Why are bond yields falling again? There are, as always, a few reasons mostly related to perceived risks (with liquidity always right at the top, at least since August 2007). Those were more easily set aside, or at least more gently reconsidered, when inflation hysteria raged across the internet. But after talking about it for months, at some point it either shows up or bonds go back to sorting risk priorities again.

Another month in, and there is no acceleration for consumer prices indicated anywhere. Inflation rates, whatever you may make of calculated indices, continue to display a distinct lack of get-go. In addition to confirming another year of amped up residual seasonality, on the strength of distinct persistent weakness in labor incomes, no less, the BEA also reports today that the PCE Deflator “transitorily” undershot its official policy target for the 68th time out of the last 70 months.

More immediately, after registering 2% just twice last year (the second on a benchmark revision), the PCE Deflator has begun a new streak of misbehaving that has stretched to a full year all over again (and counting). The current index places consumer price inflation at 1.75%, not appreciably different than any other calculation over those twelve months.

At the same time, so-called core rates (the index that strips out food and energy, as well as the Dallas Fed’s stunted number that precludes outlier basket items at both the top and bottom) display no conspicuous tendencies that would make one believe this will change anytime soon. An economy moving toward overheating already having been at, supposedly, full employment for as many as three years would not be so tenacious about its unurgency.

As noted recently in discussion of other inflation rates in the US, the monetary policy and overall price environment of the current period match up quite familiarly with the terminal stage of the dot-com era. Only then, unlike now, consumer prices were far more energetic particularly at the point where the Greenspan Fed felt compelled to step in.

The FOMC then was tilting at a mirage, and so there is again every indication they are merely repeating the same ill-informed presumptions. This is not at all surprising given that the fundamental link between inflation and money cannot be adequately processed where there is no official definition of money and furthermore there hasn’t been any attempt to address this intellectual deficiency since the seventies.

That is in some ways counterintuitive, and at the same time proposes the great danger about our current era. If we look at the economic statistics (honestly), the economy of the last ten years has drastically underperformed that of the Great Inflation across all economic dimensions – it’s not even close. Everyone agrees that the fifteen to seventeen years of wretched economy taken place under that label was wretched in every way.

Yet, because it was inflation that was out of control everyone could also agree, or at least enough of a consensus could be formed, that it was the central bank and economic policies deploying it that were at fault (as well as some bedrock assumptions attempting to mobilize a classical Keynesian foundation in monetary policy; i.e., the exploitable Phillips Curve).

Over this last lost decade, by contrast, there is very little awareness of the problem especially during these intermittent upswings (the economy is booming!) and even less honest effort directed toward understanding it. It has been this way even though both undershooting inflation (marked by commodity price crashes) as well as persistently low bond rates (interest rate fallacy) direct our focus into none but the monetary arena.
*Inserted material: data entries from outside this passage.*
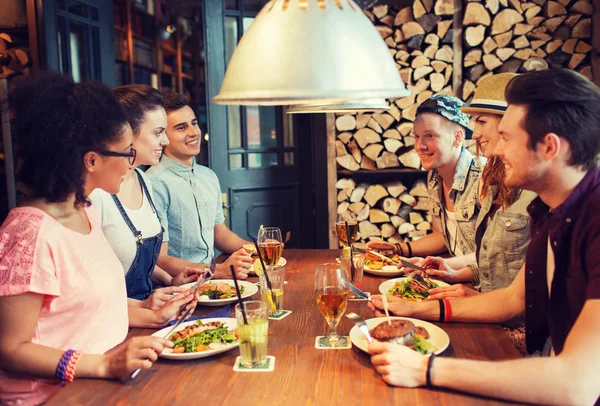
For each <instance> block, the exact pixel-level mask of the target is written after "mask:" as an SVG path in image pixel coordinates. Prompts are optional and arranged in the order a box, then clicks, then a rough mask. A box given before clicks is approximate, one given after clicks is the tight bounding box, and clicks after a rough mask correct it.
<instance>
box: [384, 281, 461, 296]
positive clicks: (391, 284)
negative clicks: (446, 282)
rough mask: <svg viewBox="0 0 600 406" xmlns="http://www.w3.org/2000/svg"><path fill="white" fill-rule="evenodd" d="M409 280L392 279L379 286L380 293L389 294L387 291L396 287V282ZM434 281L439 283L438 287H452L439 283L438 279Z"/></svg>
mask: <svg viewBox="0 0 600 406" xmlns="http://www.w3.org/2000/svg"><path fill="white" fill-rule="evenodd" d="M407 279H409V278H408V277H407V276H405V277H403V278H395V279H390V280H389V281H385V282H383V283H382V284H381V285H379V292H380V293H381V294H382V295H385V294H387V291H388V290H390V289H391V288H392V286H394V285H395V284H396V282H400V281H405V280H407ZM410 279H412V278H410ZM426 279H429V278H426ZM432 280H433V281H434V282H435V283H437V285H438V286H439V287H444V286H450V285H449V284H447V283H446V282H442V281H438V280H437V279H432Z"/></svg>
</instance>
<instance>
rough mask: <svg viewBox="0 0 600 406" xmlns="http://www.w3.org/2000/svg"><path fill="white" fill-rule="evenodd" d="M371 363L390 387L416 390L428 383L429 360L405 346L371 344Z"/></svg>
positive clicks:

Real Personal Income excluding Transfer Receipts fell off, and never rebounded, exactly during a global monetary panic by accident, complete coincidence to the arrival of mass Baby Boomer retirement and the flooding of heroin into the US?

It’s an utterly absurd thesis, but we are asked to believe exactly that. It’s all “they” have aside from having so abused the word “transitory” particularly with respect to the PCE Deflator and its nearly six full years of downward waywardness. A legitimate inquiry would make something of the timing; national labor income collapses during 2008 and then refuses to get back to normal, perhaps whatever it was that happened in 2008 might propose a more reasonable and consistent explanation for 2018?

Nothing ever goes in a straight line, so we might forgive the Treasury market for its sporadic flight from such reason. After all, investors even in UST’s might occasionally start to think that eventually, possibly one of these days one of these central bankers might be right about something. But that’s the thing; eventually isn’t forever. At some point, the boom better boom.